Speaking of telling friends things — we’re starting a newsletter, so feel free to sign up! See the small email form in the sidebar that says, “Subscribe!”.
In reviewing the site stats in Google Analytics (GA), I wondered about comparing this month’s numbers with last month’s. Now that it’s been two months, we can do that. Here’s a quick demo:
Let’s just take a random range, say the first 11 days of the month. We’ll compare just the first 11 days of December to the first 11 days of November.
In GA, click the set of dates found on the right hand side of the Audience Overview report; the drop down menu should display calendars that allow you to select new dates. Click the “Compare to:” checkbox. Use the calendars to select the first range of dates, then the second. Click the “Apply” button to update the report.
You can see that for the first 11 days of December (the blue data points), the trends were a decrease in visitors (17.88% decrease in Visits and a 29.55% decrease in Unique Visitors), but an increase in page viewing (46.24% increase in Page Views, 78.08% increase in Pages/Visit, and a 103.84% increase in Avg. Visit Duration). The report shows a net increase in % New Visits. As I mentioned last month, I actually think that an ideal ratio of New Visitors to Returning Visitors is 1:1, meaning 50% new and 50% returning.

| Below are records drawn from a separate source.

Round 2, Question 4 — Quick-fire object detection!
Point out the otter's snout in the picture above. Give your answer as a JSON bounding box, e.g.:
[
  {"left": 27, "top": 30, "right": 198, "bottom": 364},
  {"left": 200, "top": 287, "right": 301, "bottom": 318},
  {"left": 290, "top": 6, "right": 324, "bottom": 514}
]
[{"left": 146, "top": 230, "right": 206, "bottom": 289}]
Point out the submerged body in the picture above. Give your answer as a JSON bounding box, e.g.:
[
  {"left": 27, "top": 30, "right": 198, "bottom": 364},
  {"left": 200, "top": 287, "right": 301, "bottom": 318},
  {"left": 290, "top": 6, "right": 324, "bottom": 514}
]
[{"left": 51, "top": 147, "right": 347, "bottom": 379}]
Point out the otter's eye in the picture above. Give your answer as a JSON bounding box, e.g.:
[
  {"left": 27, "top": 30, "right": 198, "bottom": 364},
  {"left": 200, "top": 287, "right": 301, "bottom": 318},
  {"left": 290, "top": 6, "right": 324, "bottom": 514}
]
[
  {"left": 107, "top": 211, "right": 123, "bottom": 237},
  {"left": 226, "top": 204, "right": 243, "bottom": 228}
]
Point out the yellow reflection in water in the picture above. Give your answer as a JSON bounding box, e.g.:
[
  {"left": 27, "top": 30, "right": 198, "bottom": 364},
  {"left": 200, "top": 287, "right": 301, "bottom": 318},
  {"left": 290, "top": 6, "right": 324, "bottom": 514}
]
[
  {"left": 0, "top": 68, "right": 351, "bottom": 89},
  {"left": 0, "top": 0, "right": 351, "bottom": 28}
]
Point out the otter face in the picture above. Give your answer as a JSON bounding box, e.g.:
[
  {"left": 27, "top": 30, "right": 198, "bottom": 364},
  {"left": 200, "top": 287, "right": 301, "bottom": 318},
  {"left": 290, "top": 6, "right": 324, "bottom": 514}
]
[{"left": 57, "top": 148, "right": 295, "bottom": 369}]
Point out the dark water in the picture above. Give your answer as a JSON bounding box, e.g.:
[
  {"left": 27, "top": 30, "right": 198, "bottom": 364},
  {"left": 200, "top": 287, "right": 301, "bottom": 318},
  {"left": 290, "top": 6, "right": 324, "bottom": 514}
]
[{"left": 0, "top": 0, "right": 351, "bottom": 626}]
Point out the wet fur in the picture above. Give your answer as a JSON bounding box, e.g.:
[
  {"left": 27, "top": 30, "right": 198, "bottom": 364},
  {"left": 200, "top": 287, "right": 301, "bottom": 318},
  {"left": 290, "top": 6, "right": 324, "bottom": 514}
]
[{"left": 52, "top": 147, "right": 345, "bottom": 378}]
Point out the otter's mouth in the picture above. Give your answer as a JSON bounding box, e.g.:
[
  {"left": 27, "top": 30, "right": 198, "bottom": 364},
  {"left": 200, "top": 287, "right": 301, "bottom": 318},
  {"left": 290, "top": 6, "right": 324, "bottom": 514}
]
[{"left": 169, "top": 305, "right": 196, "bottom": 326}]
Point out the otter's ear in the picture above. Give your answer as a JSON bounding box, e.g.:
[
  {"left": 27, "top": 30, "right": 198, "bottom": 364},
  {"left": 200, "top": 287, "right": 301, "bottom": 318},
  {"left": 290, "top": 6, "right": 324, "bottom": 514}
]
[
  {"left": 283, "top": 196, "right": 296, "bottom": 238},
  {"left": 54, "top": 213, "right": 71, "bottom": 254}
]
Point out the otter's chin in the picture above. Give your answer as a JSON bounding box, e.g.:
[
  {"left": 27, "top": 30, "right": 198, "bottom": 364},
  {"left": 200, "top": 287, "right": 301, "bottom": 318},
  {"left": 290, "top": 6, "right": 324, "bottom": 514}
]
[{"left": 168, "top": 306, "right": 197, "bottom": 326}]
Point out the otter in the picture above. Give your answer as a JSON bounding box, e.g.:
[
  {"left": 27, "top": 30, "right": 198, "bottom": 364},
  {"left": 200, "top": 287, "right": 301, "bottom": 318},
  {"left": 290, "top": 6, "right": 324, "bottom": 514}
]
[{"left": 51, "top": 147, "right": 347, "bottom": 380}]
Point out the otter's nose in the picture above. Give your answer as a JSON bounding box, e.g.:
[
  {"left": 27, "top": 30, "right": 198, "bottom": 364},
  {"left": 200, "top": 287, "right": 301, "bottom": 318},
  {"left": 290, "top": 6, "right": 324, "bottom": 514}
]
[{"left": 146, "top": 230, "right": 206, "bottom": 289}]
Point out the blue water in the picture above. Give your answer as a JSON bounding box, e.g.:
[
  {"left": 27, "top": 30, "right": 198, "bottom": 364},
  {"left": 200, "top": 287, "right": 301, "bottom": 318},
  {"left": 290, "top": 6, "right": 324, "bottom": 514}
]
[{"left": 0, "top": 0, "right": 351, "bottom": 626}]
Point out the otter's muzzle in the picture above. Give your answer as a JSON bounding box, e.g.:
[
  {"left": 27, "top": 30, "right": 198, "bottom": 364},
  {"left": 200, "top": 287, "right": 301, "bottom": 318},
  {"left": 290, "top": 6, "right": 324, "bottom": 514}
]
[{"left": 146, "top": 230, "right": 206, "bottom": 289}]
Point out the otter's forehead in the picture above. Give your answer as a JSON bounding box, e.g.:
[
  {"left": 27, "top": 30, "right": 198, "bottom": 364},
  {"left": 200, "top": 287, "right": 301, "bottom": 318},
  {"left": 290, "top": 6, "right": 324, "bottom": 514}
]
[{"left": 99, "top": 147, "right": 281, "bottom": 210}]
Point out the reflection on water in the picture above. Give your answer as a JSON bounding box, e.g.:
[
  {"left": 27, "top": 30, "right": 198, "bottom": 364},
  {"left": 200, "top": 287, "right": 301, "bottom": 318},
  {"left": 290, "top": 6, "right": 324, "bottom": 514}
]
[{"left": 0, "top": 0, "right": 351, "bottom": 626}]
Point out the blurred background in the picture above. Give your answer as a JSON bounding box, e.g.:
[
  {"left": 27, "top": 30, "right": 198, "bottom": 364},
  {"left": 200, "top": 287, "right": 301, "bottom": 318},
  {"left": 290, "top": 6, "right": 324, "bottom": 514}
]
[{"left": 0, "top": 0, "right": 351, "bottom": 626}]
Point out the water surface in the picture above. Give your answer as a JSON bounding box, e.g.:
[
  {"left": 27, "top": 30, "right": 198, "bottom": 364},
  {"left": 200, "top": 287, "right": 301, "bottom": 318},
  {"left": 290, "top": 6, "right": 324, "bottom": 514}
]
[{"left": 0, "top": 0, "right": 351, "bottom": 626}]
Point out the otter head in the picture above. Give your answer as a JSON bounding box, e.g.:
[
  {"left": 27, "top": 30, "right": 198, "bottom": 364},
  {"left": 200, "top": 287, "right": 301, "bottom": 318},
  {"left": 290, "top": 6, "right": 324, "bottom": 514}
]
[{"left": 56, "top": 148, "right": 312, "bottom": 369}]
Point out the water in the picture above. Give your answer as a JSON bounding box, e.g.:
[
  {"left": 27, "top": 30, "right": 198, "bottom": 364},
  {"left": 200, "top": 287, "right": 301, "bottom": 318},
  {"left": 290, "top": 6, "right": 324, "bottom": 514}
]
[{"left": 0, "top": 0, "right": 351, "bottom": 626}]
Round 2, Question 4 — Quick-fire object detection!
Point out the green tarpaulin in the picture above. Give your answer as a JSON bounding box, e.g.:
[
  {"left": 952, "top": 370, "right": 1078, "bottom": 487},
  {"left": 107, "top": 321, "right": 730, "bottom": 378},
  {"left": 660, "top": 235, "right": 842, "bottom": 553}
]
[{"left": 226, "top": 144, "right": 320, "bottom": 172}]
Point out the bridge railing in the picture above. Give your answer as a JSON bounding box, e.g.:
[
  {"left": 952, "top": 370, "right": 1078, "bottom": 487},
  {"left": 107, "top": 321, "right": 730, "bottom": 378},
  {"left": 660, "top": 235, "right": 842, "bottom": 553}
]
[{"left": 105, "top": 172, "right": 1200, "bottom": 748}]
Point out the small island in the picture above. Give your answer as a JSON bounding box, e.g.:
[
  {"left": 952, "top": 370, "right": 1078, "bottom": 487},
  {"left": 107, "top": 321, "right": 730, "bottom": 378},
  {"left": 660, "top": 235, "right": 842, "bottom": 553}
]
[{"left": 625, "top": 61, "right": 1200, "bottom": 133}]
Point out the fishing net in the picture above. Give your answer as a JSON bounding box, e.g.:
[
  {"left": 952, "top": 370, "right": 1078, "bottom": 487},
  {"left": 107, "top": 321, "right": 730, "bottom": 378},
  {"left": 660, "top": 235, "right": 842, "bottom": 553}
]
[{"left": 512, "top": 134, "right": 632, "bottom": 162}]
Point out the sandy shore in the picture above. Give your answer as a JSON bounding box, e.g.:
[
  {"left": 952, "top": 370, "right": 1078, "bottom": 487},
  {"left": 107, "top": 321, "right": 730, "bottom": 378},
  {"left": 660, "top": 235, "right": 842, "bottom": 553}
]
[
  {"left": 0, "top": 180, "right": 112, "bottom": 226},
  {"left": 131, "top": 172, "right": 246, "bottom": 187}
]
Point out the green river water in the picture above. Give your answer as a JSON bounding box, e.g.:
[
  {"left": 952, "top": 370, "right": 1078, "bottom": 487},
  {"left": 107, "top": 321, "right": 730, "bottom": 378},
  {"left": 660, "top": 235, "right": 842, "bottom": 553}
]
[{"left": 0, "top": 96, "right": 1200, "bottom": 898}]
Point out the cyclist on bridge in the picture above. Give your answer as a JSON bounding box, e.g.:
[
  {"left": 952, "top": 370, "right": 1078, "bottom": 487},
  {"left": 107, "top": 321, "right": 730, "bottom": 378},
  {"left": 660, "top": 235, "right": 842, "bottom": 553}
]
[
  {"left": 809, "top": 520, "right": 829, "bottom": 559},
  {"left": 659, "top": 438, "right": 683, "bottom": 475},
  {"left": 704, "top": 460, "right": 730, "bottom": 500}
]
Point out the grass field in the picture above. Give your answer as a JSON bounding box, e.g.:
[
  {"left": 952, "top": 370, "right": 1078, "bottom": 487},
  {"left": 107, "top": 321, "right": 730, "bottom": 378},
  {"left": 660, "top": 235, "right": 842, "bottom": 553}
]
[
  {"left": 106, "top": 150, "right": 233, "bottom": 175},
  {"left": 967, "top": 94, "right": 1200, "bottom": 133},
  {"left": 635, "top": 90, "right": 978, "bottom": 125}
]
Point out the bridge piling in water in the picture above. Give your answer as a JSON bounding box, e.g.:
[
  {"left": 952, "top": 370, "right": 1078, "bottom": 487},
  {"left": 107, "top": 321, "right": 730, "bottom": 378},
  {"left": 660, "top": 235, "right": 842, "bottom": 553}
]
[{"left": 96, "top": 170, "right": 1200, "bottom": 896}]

The current income streams for the site are: 1and1 Hosting (which can be found on the Resources page), Google Adsense (the ads you see around the site), and Amazon Affiliate Program (the kitchen tools and resources we find helpful). Factually, the only income generator so far has been from Google Adsense. This month, though, we’ve added some website theme affiliate links. These can be found on the Website Themes page. They are:
This month’s lesson: Never stop moving.
Another way to think of this is “Never stop improving.” This month RLK and I worked a lot on the site, developing the recipes, cooking the meals, writing the posts, taking photos, editing photos, submitting photos, etc. I alone worked on five or six different tasks each day that I worked on the site, and I know that she did the same. This isn’t to complain about how much work it is to maintain the site, or to discourage you; it’s to say that there never has to be any down time if you don’t want it. There’s always something you can be doing to improve the content on your site. Even indirect improvement tasks, like learning to take better photos, or researching what competing ad networks have to offer, will translate to better content in your posts each month.
It would be great to push above 2,000 visits next month. This should be a pretty achievable goal, so let’s start there. I’d also like to lower our bounce rate, which has crept up to the low 70’s. Zero would be great, but 50 percent is a number worth shooting for.
We’ll be looking into and adding more income streams as we research them and decide they are appropriate for us and the blog. We’d love to be able to work with food and cooking companies directly, and there are always other opportunities out there!
Thanks for showing up and reading this. Even if you’re only reading this part, it means you spent enough time to get here, so thanks for that. To some, it may not seem worth going through the trouble of documenting the incremental process of the financial development of our blog, but if it helps someone improve their web skills a bit faster, or start their own site when they otherwise wouldn’t have, then that makes it worth it. Thanks.